Another thing we know is that pornography, even the violent and deviant kind, does not make people evil or turn them into monsters. Oftentimes it is a substitute for ‘real’ sex but it can also be a fantasy world, a place where you can imagine experiencing things that you might not want to do in real life. Believe it or not, lots of men and women report having sexual fantasies that include aggression and even some coercion. This is acceptable to dream about because, in the world of fantasy, you always are in control while in the real world, you often are not. Consequently, imagining violent and aggressive sex does not mean that the people who have these fantasies want them to come true. All it means is that sometimes they enjoy thinking about it.

Yet another fact about pornography is that people use it for various reasons. Some like the sexual excitement and gratification while others may use it for distraction from everyday life. Sometimes people don’t use porn because it feels good but because it makes them feel better. In other words, it could be stress relief or a way to escape from the challenges of daily living. From what you wrote, I’m guessing this could be true for you because you stated that after your life changed dramatically, you stopped looking at porn. Or the reverse could be true, that after you stopped looking at porn and feeling badly about yourself, your life changed for the better. In either case, the viewing of pornography impacted your life circumstances.
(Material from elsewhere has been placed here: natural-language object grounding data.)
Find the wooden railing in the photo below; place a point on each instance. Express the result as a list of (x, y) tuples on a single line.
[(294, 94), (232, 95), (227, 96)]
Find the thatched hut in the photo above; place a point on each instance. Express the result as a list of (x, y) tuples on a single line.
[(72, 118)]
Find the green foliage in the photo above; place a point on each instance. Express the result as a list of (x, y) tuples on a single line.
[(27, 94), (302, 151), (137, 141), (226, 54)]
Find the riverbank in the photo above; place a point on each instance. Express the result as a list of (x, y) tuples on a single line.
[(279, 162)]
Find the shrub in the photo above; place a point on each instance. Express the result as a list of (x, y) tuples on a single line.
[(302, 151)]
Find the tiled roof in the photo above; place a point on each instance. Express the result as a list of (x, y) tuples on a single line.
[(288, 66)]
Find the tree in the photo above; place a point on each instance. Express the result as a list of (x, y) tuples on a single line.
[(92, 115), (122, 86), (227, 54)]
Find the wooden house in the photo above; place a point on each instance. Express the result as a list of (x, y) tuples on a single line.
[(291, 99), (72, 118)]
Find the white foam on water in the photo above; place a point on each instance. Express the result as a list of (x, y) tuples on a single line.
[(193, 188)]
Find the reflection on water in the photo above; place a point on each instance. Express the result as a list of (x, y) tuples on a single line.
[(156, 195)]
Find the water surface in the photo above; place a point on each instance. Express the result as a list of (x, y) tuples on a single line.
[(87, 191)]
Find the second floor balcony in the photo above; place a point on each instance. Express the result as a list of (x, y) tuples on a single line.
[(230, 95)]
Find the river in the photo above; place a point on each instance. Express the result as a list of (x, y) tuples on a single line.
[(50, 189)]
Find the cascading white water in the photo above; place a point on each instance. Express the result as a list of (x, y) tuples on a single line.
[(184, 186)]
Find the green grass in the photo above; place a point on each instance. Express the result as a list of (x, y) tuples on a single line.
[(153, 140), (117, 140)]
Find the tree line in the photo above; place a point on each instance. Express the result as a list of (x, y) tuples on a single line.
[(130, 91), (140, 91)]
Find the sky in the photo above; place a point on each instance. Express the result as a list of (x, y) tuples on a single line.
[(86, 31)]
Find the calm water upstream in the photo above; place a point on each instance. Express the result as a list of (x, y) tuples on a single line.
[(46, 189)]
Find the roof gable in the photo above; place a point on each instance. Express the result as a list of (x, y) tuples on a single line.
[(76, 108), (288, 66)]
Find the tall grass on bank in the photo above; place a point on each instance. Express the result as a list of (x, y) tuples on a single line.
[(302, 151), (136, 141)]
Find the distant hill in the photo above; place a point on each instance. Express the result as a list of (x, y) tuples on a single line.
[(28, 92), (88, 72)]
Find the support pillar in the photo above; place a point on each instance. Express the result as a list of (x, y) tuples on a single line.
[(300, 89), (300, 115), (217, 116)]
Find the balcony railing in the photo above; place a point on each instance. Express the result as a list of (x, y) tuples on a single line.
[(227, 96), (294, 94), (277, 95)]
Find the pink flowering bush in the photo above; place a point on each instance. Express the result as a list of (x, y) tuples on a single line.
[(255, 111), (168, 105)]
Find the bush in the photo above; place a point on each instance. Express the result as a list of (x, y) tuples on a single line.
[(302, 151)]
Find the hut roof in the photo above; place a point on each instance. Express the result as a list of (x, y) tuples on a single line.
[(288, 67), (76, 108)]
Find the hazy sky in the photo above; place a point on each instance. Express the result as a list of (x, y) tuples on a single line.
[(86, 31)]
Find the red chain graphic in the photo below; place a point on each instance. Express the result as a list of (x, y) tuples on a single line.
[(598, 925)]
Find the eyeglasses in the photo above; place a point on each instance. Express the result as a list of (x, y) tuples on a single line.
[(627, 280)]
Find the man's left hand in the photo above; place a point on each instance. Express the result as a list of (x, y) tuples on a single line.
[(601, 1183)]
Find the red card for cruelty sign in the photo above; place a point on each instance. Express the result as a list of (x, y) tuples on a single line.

People frequently make poor decisions and do things that are not good for them or for the rest of society. Does that mean they are horrible people who do not deserve forgiveness? No, it does not. It means that they are human. Consequently, I think it’s important that you work on forgiving yourself. Accept that you did some things you wish you hadn’t, understand that you did them in order to feel better, and then release the feelings of anger you have towards yourself. If that’s not enough, you can do some things to atone, like donating to a group dedicated to helping victims of pornography or becoming an anti-porn activist. You could even volunteer to participate in a research project on pornography. If that still doesn’t work, perhaps you should try counseling. I know you just want to forget what you did but often we cannot do that. If forgetting is not a viable solution, then a good therapist will help you deal with what you did and move forward.

Whatever you do, make certain that you don’t permit past mistakes to negatively impact your current relationship. Everyone deserves to be in a loving relationship with a wonderful partner and it sounds like that is what you have. Don’t let what was fantasy mess with your reality.